Nel nostro paese, non esiste formalmente l’obbligo ad andare a scuola: ad essere obbligatoria è l’istruzione, come sottolinea l’articolo 30 della Costituzione, e sono i genitori che decidono se demandare il compito a un’istituzione pubblica o privata o se occuparsene in prima persona. In questo caso, secondo l’art. 111 del Testo Unico in materia di istruzione per le scuole di ogni ordine e grado del 1994, devono soltanto dimostrare di averne la capacità tecnica ed economica e comunicarlo alle autorità competenti. Basta insomma notificare la decisione al dirigente scolastico del territorio di residenza e fornire la documentazione del programma svolto a casa alla scuola di competenza, che “vigila” sull’effettiva preparazione del minore. 

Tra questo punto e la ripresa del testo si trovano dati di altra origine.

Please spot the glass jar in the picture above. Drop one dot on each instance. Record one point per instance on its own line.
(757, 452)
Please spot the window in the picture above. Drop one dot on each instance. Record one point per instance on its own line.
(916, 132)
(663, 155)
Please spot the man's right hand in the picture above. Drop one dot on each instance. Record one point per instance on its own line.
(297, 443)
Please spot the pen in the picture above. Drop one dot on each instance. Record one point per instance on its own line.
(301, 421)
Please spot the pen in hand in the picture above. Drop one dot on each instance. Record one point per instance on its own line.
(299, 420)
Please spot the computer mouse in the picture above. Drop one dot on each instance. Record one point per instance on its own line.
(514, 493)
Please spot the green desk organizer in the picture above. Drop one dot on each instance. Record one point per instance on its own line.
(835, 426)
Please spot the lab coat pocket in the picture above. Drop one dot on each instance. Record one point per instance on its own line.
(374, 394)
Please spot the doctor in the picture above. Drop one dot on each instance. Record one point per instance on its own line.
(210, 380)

Convinti che non esistano soltanto i libri di testo, i genitori homeschooler utilizzano gli stimoli della vita quotidiana per spaziare dal gioco alla matematica, dall’inglese alla cucina, lasciando i loro piccoli Emile liberi di esplorare il mondo che li circonda. «I bambini hanno capacità innate che vengono soffocate dal sistema scolastico, che li condiziona sin dalla prima infanzia e ne reprime i talenti – afferma Francesca (nome di fantasia) di Torino – con l’istruzione parentale non siamo noi a imporre delle nozioni ma sono loro che ci guidano con le loro domande: è un brainstorming continuo, in cui tutto diventa occasione per una lezione, dalla gita per raccogliere castagne al laboratorio sulle erbe spontanee». 

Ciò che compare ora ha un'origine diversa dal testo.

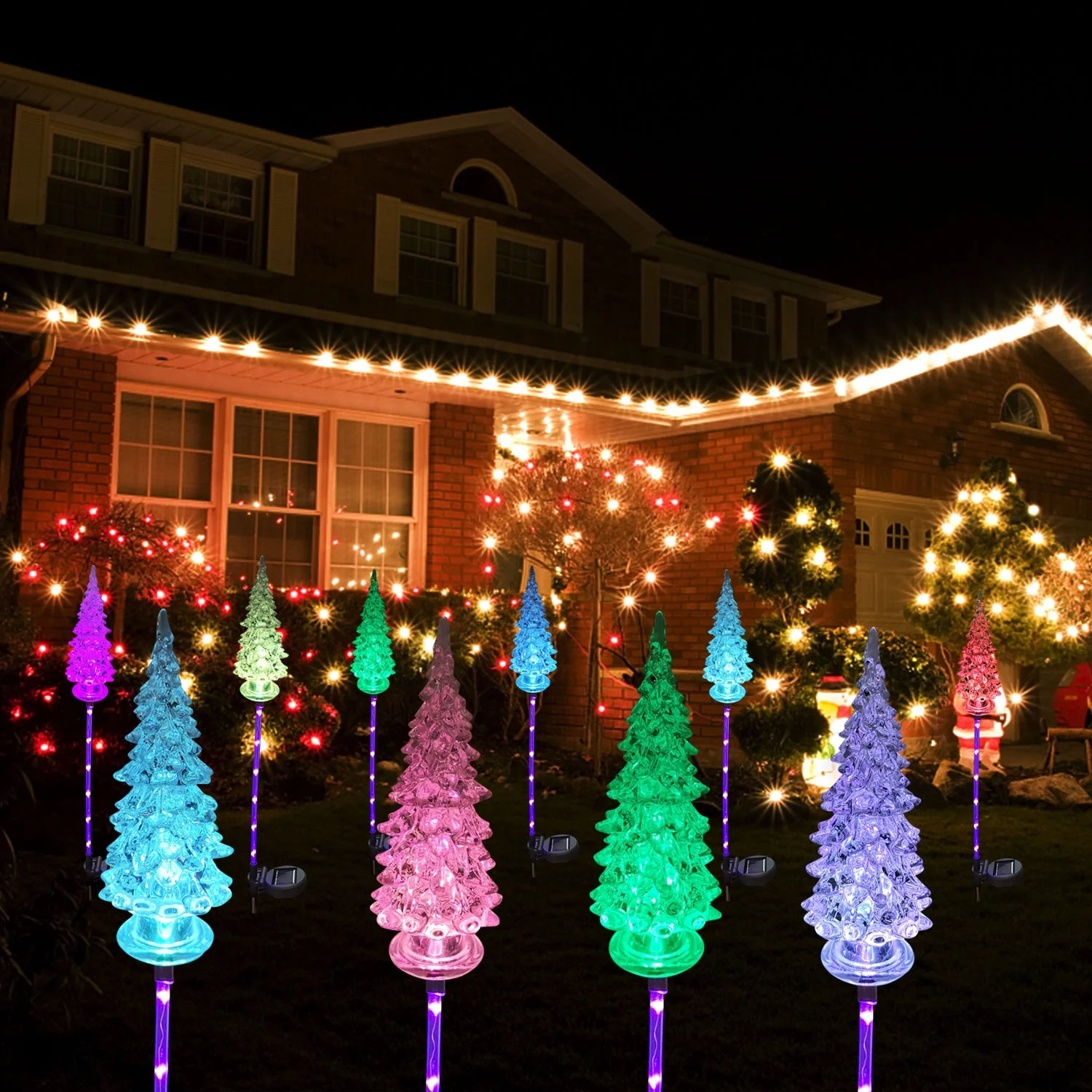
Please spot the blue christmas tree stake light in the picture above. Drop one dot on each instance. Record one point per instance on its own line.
(727, 668)
(162, 866)
(532, 661)
(90, 668)
(869, 901)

Quando è il bambino che prende il timone della sua stessa istruzione, più che di homeschooling si parla però di unschooling, il metodo educativo coniato dall’educatore americano John Holt: «una sorta di libertarismo romantico», come lo definisce Paolo Di Motoli, che all’educazione parentale ha dedicato un libro, Fuori dalla scuola. L’homeschooling in Italia, pubblicato nel 2020 da Studium Edizioni. «Questa visione è caratterizzata da una spiccata intolleranza verso qualsiasi forma coercitiva di educazione e unisce l’individualismo alla critica della società dominante e del consumismo – spiega Di Motoli – i genitori non vogliono delegare nulla ad altri ma vigilano personalmente su ogni aspetto della vita dei figli, da cosa studiano a cosa mangiano». Sono libertari, anarchici – molti di loro oggi sono anche no vax – convinti che svincolarsi dallo Stato sia l’unico modo per sottrarsi all’indottrinamento di massa che verrebbe invece proposto nelle aule. 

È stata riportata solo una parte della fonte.